Perform basic push-ups to exhaustion. Rest for twenty to thirty seconds and repeat. Rest for twenty to thirty seconds and repeat one more set of basic push-ups to exhaustion. Individuals who have a high fitness level may want to attempt push-ups with single-leg raises, those that require the exerciser to lift one leg off the ground while performing the exercise. Individuals who are new to exercise or suffer from upper body injury may prefer bent-knee push-ups, those which are performed with the knees supported on the ground.

Circuit 3

  • Right Hook
  • Left Upper
  • Right Hook
  • Bob

Perform ten repetitions, then switch sides and repeat the circuit, starting with a left hook.

Circuit 4

Perform basic crunches to exhaustion. Rest for twenty to thirty seconds and repeat. Rest for twenty to thirty seconds and repeat one more set of basic crunches to exhaustion. More advanced exercisers may prefer to perform reverse supine crunches, those in which the legs are lowered and raised from the floor, instead of the upper body.
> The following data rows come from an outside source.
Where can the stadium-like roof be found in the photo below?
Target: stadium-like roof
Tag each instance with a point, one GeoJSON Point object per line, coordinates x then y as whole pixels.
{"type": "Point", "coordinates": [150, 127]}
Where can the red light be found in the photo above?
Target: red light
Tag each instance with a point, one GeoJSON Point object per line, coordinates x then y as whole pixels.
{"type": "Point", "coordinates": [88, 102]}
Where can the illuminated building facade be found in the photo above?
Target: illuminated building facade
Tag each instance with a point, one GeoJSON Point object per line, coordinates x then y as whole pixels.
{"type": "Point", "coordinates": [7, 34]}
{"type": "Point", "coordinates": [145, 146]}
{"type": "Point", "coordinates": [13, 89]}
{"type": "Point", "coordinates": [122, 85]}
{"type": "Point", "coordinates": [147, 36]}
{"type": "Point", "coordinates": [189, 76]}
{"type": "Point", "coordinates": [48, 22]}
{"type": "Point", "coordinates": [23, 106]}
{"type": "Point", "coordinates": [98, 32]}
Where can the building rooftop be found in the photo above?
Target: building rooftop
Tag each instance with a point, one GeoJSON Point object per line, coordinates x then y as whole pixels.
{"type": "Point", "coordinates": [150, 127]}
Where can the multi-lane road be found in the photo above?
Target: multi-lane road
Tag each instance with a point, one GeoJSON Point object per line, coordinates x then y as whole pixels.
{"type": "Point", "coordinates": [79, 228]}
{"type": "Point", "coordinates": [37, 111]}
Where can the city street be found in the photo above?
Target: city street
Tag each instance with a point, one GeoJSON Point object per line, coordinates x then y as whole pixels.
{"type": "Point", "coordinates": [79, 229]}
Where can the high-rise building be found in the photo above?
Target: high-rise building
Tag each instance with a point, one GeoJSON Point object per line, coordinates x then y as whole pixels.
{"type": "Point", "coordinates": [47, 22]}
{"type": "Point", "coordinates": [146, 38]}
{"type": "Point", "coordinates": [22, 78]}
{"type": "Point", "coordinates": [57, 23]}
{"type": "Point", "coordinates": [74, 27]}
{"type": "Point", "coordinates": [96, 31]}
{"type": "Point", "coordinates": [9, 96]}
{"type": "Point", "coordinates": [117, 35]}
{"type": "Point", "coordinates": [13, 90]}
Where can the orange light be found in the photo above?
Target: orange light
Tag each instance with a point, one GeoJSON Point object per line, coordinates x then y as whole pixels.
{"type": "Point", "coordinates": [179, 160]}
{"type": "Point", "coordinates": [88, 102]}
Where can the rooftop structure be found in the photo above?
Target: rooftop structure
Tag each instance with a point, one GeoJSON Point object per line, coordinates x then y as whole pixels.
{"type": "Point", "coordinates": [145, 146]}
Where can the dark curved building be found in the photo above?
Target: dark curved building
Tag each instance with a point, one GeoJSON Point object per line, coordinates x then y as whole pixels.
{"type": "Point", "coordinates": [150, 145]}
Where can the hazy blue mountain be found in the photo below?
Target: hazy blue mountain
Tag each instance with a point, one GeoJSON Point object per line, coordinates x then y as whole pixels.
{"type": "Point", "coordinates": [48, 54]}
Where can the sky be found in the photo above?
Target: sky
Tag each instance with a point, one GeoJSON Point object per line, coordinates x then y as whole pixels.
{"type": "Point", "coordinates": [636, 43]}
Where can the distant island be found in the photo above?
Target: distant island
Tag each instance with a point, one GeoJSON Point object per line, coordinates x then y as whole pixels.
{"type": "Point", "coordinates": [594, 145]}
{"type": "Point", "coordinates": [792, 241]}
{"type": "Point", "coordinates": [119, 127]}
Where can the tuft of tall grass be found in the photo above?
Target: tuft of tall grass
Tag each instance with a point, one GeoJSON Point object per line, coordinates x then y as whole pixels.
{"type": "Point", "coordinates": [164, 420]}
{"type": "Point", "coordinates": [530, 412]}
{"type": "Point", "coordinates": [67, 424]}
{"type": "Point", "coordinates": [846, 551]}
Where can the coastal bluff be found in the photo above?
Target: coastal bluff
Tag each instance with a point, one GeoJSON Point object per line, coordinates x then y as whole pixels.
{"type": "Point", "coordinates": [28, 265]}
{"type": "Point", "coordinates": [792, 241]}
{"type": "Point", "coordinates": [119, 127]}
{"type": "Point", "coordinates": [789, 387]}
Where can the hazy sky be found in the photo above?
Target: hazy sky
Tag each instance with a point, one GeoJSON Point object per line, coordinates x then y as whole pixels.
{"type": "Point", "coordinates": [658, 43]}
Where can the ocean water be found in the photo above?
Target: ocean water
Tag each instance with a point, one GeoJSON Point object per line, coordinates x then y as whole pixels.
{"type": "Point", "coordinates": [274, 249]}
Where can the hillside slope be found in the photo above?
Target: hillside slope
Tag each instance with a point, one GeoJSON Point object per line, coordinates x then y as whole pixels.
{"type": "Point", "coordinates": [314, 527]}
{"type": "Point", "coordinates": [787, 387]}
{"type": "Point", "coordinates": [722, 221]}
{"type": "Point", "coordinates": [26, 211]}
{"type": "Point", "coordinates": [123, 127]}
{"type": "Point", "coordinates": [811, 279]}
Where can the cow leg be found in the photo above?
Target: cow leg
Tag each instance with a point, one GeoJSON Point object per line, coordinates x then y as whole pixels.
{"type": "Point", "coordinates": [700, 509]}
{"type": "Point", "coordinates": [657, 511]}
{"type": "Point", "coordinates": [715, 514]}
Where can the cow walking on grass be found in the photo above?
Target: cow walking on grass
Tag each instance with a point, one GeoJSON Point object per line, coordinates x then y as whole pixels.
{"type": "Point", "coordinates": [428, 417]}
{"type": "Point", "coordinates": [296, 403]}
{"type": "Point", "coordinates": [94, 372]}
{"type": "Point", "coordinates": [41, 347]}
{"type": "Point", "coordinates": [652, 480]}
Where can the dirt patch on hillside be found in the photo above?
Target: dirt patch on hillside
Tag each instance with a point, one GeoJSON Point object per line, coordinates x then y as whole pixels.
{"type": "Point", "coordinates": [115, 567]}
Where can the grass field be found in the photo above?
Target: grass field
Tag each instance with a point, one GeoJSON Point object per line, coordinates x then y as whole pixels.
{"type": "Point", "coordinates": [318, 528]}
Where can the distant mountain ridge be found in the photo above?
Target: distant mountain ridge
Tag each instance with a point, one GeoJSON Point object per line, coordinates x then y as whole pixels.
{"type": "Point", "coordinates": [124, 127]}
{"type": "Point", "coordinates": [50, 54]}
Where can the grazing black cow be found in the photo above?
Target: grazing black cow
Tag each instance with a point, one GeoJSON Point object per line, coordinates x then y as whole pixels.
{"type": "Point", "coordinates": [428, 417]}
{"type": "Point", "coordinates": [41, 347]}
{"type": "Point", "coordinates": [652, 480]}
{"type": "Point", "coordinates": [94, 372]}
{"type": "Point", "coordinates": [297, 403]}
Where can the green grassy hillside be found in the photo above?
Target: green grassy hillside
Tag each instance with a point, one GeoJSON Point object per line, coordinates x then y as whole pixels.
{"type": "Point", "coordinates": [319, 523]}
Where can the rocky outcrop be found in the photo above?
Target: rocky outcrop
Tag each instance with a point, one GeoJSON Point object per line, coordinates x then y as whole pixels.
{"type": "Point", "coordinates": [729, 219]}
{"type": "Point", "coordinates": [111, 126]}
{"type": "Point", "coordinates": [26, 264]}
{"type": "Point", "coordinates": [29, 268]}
Exercisers who suffer from lower back pain should perform crunches on an exercise mat or another surface that provides greater comfort.

Cool-Down

End your boxing workout with a five to ten minute cool-down. While jogging or biking at a slow to moderate pace are both effective for those who have completed a boxing workout, others may prefer to end their session the same way they started -- by jumping rope. No matter how you cool-down, be sure to do it in a gradual manner.

Throwing Punches

In addition to aiding in weight management and strength gains, boxing can help burn off steam and destress after a long, difficult day. Instead of your same old bike ride, tonight, consider a boxing workout!